3D Printers

Kids Using CAD & 3D Printers to Test Turbine Design Solutions

RIPPL3D.com has announced a supplemental virtual challenge in the wake of the success of The Wind Turbine Challenge at the Smartforce Student Summit at IMTS 2014.  Held every other year at McCormick Place in Chicago, Illinois, the International Manufacturing Technology Show is the largest and longest running manufacturing technology trade show in the United States.

students 3d printing challenge The Wind Turbine Challenge was presented by RIPPL3D.com and sponsored by the SME Education Foundation, which has provided more than $33 million since 1980 in grants, scholarships and awards through its partnerships with corporations, organizations, foundations and individual donors.  Students were asked to use CAD modeling tools to create and test wind turbine solutions during the Challenge in the Make It! area of the Student Summit. Winners were awarded a $600 test stand to take home to their schools.

According to Pam Hurt of the SME Education Foundation, “The Wind Turbine Challenge at IMTS was a perfect example of the SME Education Foundation leading student engagement on the show floor.  We provided hands-on activities that allowed students to design, print and test their wind blade, exposing them to manufacturing through 3D technologies.”
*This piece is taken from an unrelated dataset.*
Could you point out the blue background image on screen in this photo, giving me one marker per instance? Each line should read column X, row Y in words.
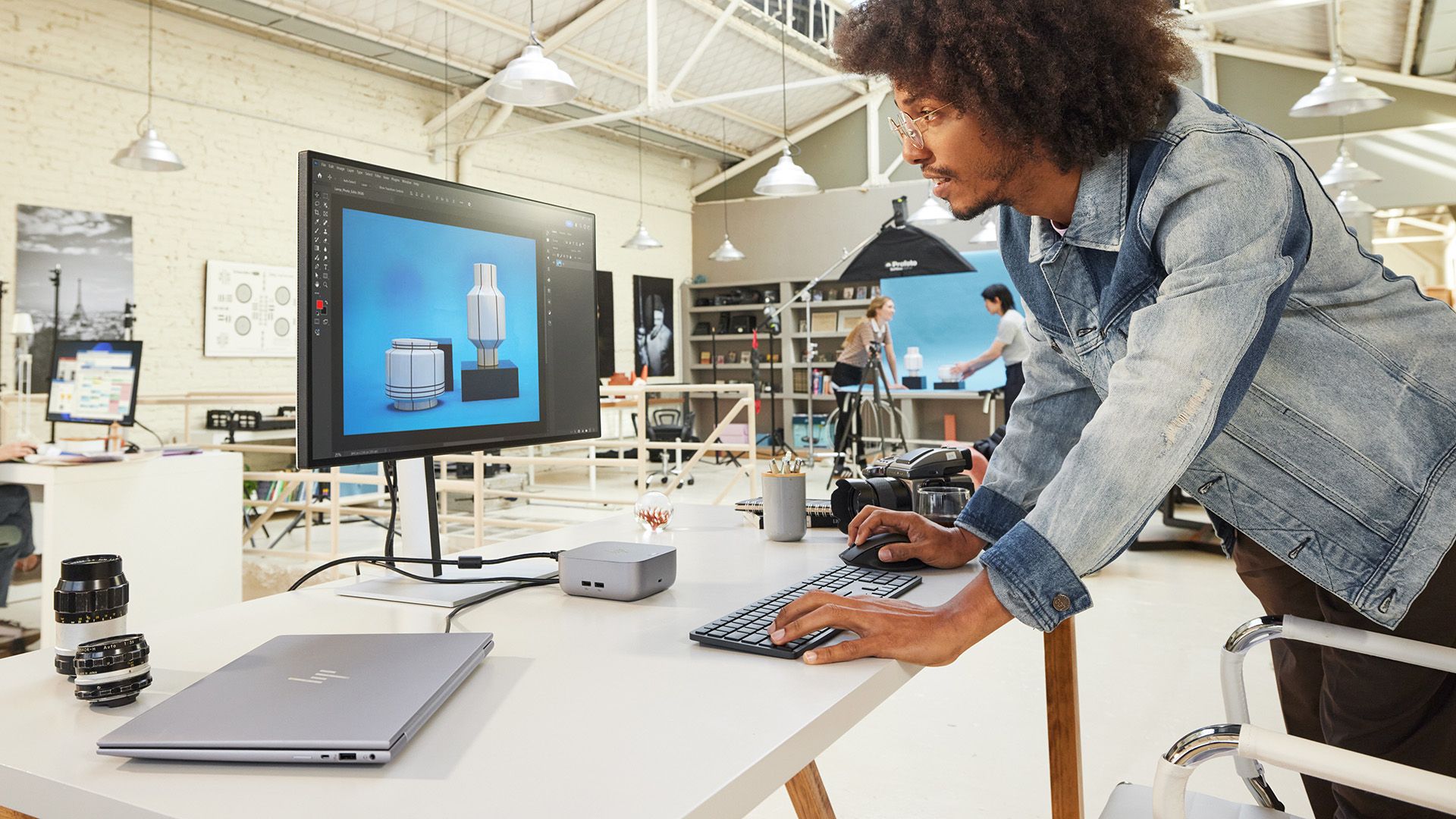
column 408, row 279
All schools that registered or attended the Smartforce Student Summit are eligible to participate in this new virtual challenge. Teachers are requested to organize their school’s designs and submissions; each school can submit up to five designs. Designs can be created and submitted here. This virtual challenge will run through until October 31. Completed builds will be tested and the results uploaded to the online leader board.

At the event, uPrint SE Plus 3D printers were provided by Stratasys for the Student Summit. Stratasys will also be supporting the virtual challenge by printing designs submitted through the virtual challenge online.
RIPPL3D.com is a web enabled gaming site that leverages 3D tools (freeware solid modeler & 3D Printers) that introduces users to the product development cycle of Design/Build/Test through various games and creative virtual environments.  Users are also encouraged to iterate their attempts while applying what they learned from past attempts.
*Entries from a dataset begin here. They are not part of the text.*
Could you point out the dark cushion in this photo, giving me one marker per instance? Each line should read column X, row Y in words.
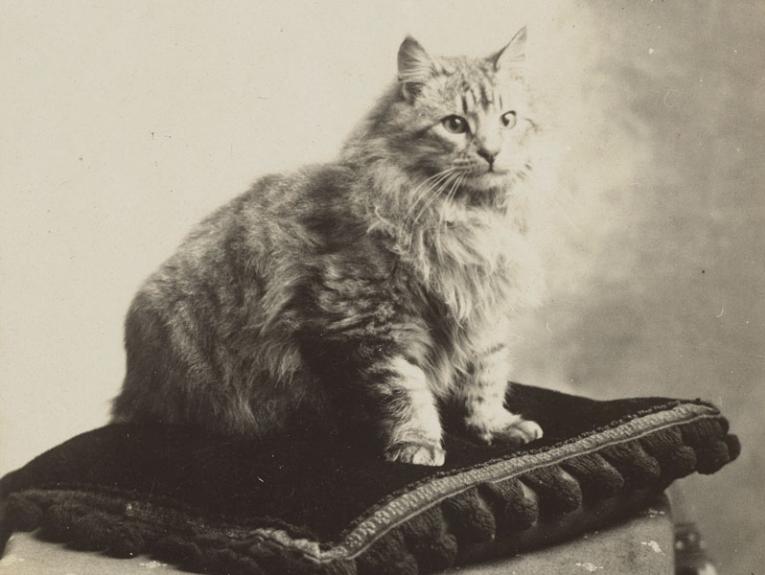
column 315, row 505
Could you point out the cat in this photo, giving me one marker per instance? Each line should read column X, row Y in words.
column 374, row 291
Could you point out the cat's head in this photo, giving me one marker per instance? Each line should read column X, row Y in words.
column 465, row 123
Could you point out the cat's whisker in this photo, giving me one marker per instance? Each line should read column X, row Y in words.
column 431, row 192
column 452, row 192
column 426, row 186
column 436, row 193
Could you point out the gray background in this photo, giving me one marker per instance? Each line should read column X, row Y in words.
column 122, row 124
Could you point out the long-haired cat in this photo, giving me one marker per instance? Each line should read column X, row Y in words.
column 372, row 291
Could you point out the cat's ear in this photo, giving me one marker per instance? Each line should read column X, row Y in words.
column 513, row 54
column 415, row 67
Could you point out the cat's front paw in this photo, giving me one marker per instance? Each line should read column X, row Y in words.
column 520, row 432
column 416, row 453
column 505, row 427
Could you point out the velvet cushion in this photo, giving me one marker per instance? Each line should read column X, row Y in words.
column 314, row 505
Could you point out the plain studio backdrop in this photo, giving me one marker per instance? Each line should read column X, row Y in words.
column 124, row 123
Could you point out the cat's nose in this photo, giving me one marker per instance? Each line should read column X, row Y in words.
column 487, row 155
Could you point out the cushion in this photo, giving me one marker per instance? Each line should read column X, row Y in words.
column 315, row 505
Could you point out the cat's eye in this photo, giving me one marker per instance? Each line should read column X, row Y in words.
column 509, row 119
column 455, row 124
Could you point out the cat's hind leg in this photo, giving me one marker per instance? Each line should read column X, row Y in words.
column 409, row 418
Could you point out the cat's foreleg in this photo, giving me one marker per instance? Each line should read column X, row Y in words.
column 409, row 418
column 484, row 395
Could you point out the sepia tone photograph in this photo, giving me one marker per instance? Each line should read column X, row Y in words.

Excited from the success of the event, Bill Macy of RIPPL3D.com said: “We were excited to watch group after group gather around the test stations to naturally collaborate on a design strategy. Kids that didn’t even understand principles like rotational inertia, drag, and aerodynamic forces, left talking about how their designs were affected positively or negatively by these principles of physics. But the best part was finding the students that ‘engaged’ the exercise and watched the leaderboard to make sure that they made every attempt at reaching their best design. They will be our future designers!”